I thoung maybe stringinstr rereads the whole string every time.

So I used stringmid and a simple IF same result.

In short string comparison takes really long.

I could think maybe thats because its not real compiled code but

I tested the same thing with php (ok this thing cannot count the cr lf for some reason but it works with normal letters) In php it takes 3 seconds to count some string in the large string.

php also aint compiled code.

I know 5 minutes is stil workable because its only going to update every hour or so

but Its not only needing to count the files also to read every file and read the id3 tags and mpeg info.

Wich would mean more time to compare strings. This would take hours. I have a external binary (exe) to read the mp3s but even then comparing the 13 0000 results from that program also would result in hours.

Is there something wich can increase the speed in autoit?
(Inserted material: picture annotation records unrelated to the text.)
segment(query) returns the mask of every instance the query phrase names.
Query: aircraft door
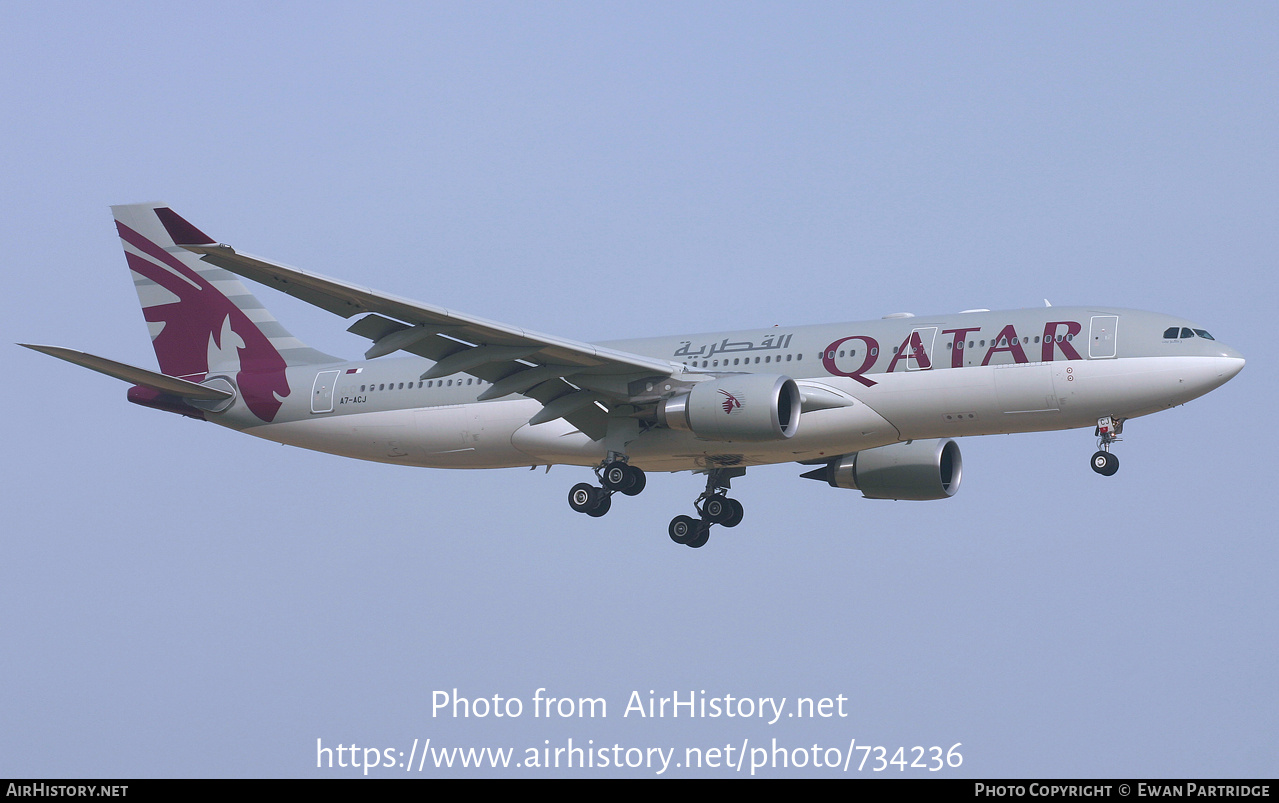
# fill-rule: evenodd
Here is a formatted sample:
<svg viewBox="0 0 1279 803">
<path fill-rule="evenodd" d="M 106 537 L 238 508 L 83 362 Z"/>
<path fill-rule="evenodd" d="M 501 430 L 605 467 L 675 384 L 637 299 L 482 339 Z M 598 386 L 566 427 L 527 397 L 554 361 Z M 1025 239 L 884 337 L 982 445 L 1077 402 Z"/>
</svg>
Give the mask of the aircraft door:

Maybe a differend function.

example code autoit takes 5 minutes to count @crlf in result of "dir" with 13 000 lines of names

#include <Constants.au3>

$foo = Run(@ComSpec & " /c dir *.mp3 /b /o /a /s", "i:\!=- mp3", @SW_HIDE, $STDERR_CHILD + $STDOUT_CHILD)
$line = ""
While 1
    $line &= StdoutRead($foo)
    If @error = -1 Then ExitLoop
Wend
$count1 = 0
$count2 = 0


;this takes incredibly long
while 1
    $count1 += 1
    if ($count1 + 1 ) > stringlen($line) then exitloop
    if stringmid($line,$count1,2) == @CRLF then $count2 +=1
wend
;until here


filewrite("test.txt",$line)
msgbox(0,"",$count2 & " " & $count1

example code php takes 3 seconds to count cr lf or some string in result of "dir" with 13 000 lines of names

<?php

$blaat = shell_exec("dir *.mp3 /b /o /a /s");


$count1 = 0;
$count2 = 0;
$string2 = chr(13).chr(10);

while (true == true) {
    $count1 += 1;
    if (($count1 + 1 ) > strlen($blaat)) break;
    if (!strcasecmp(substr($blaat,$count1,2),$string2)) $count2 +=1;
}



echo $count2;
?>
Link to comment
Share on other sites

  • Moderators

Try maybe StringRegExp() to return a variable and then Ubound it? Sorry, I'm hoping I'm following what your looking for correctly.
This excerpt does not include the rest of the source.